Opinión

Ventosidades como negocio: La psicopatología detrás del "shock"

Esta semana me han llamado de Telecinco para hablar de un tema, para un servidor, realmente exótico. Cuando me lo han dicho no daba crédito. Obviamente no estaba al día y pronto me he puesto las pilas. Se trataba del hecho que ocurre en las redes, donde ciertos Influencers y personajillos de medio pelo ganan una fortuna vendiendo sus ventosidades.
photo_camera José Carlos Fuertes Rocañín

Esta semana me han llamado de Telecinco para hablar de un tema, para un servidor, realmente exótico. Cuando me lo han dicho no daba crédito. Obviamente no estaba al día y pronto me he puesto las pilas. Se trataba del hecho que ocurre en las redes, donde ciertos Influencers y personajillos de medio pelo ganan una fortuna vendiendo sus ventosidades.

El caso de Influencers como Stephanie Matto, que alcanzó la fama (y las urgencias médicas) vendiendo sus gases en frascos, no es solo una anécdota bizarra; es un síntoma de la psicopatología de la llamada economía digital. Para entenderlo, debemos analizar las dos caras de la moneda.

Por un lado está el consumidor que se mueve entre el fetiche y el pensamiento mágico, el éxito de este "producto" reside en la existencia en el comprador de parafilias específicas. Así tenemos la Eproctofilia o Excitación sexual derivada de las flatulencias y Olfactofilia o placer obtenido a través de olores corporales. 

Más allá del fetiche, existe un pensamiento mágico. El comprador busca poseer una "parte biológica" de su ídolo, es por lo tanto un coleccionismo patológico que intenta materializar un vínculo parasocial unidireccional.

Por el otro lado estaría el creador, y ante este nos podemos preguntar: ¿Negocio o trastorno? Aunque no se puede diagnosticar sin un estudio clínico, la conducta de estos creadores, Influencers, personajes o individuos, me sugiere la existencia en ellos de rasgos de personalidad complejos e incluso enfermizos.

Se puede hablar de que los creadores de estos “hitos digitales” tienen un maquiavelismo y un narcisismo evidentes. Su capacidad de superar o ignorar el asco instintivo y el estigma social en favor de un beneficio económico extremo es ilimitada. Es decir, estamos ante una deshumanización funcional, donde el individuo deja de verse como humano y se percibe como una "máquina de producción", priorizando la fama incluso sobre su propia salud (conductas autodestructivas).
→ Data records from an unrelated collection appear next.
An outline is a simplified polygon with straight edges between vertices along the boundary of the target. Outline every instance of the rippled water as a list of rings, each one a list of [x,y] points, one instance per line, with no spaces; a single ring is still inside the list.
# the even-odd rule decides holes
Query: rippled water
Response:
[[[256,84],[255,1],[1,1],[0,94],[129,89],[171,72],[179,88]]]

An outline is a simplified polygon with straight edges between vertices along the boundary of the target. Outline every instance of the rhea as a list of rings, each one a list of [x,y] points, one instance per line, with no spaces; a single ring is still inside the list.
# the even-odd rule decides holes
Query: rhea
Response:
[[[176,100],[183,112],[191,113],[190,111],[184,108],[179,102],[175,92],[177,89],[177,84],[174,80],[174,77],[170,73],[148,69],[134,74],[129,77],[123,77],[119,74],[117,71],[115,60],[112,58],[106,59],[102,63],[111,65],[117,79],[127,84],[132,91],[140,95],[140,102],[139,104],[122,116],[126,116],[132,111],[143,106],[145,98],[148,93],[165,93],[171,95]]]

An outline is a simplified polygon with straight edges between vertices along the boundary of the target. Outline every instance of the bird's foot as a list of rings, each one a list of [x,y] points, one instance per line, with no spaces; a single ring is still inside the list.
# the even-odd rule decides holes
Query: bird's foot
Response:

Las plataformas digitales actúan como un caldo de cultivo para estas conductas de riesgo. La explicación psiquiátrica para ello es compleja. Por un lado estaría en la existencia de un incentivo perverso, donde algoritmo premia lo disruptivo. De esta forma, si el creador termina en el hospital por una dieta extrema de frijoles y huevos mejor, el "drama" genera más clics, haciendo que enfermar sea rentable. Por otro lado, el creador pierde el juicio de realidad al ser jaleado por una audiencia específica, creyendo que su conducta es "revolucionaria" solo porque los números suben, podríamos hablar de una conducta obsesivo-compulsiva que le puede llevar a enfermar.
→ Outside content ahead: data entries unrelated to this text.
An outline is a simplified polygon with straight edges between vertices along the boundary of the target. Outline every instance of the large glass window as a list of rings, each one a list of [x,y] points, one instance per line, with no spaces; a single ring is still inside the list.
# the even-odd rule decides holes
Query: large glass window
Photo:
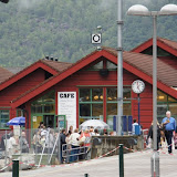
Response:
[[[0,110],[0,128],[7,128],[9,122],[9,110]]]
[[[131,104],[131,86],[124,86],[123,88],[123,115],[132,115]],[[107,124],[113,128],[113,116],[117,115],[117,88],[107,88]]]
[[[103,118],[103,88],[80,88],[80,124]]]

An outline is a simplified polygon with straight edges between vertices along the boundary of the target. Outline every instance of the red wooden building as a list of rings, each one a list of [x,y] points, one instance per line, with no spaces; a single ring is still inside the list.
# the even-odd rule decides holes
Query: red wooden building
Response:
[[[140,124],[149,127],[153,119],[153,41],[144,42],[123,53],[124,115],[138,116],[137,94],[132,91],[135,80],[144,81],[140,94]],[[157,114],[167,110],[177,117],[177,42],[158,38]],[[67,125],[79,126],[90,118],[101,118],[113,126],[117,114],[117,51],[102,48],[76,63],[39,60],[21,72],[0,69],[0,128],[15,116],[27,117],[27,128],[37,128],[43,121],[56,126],[56,116],[66,115]],[[4,74],[2,74],[4,73]]]

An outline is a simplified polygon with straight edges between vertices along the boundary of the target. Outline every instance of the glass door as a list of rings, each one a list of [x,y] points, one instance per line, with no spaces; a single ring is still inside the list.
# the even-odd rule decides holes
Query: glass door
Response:
[[[43,123],[45,127],[54,128],[55,127],[55,118],[54,115],[43,115]]]

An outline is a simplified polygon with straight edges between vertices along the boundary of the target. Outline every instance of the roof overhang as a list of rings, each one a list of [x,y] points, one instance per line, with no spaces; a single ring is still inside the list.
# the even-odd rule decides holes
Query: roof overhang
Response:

Citando al filósofo Byung-Chul Han, estamos ante la máxima expresión de la "sociedad del rendimiento". El individuo se explota a sí mismo voluntariamente. Es la versión digital de las fábricas del siglo XIX, con la diferencia de que aquí el obrero y el capataz son la misma persona.

En conclusión, en la "Economía de la Transgresión", la infamia es tan lucrativa como la fama. El creador se convierte en el mártir de su propia marca, rompiendo la última barrera de la intimidad biológica. La pregunta queda abierta: ¿cuánta humanidad estamos dispuestos a vender antes de que el costo sea irreparable?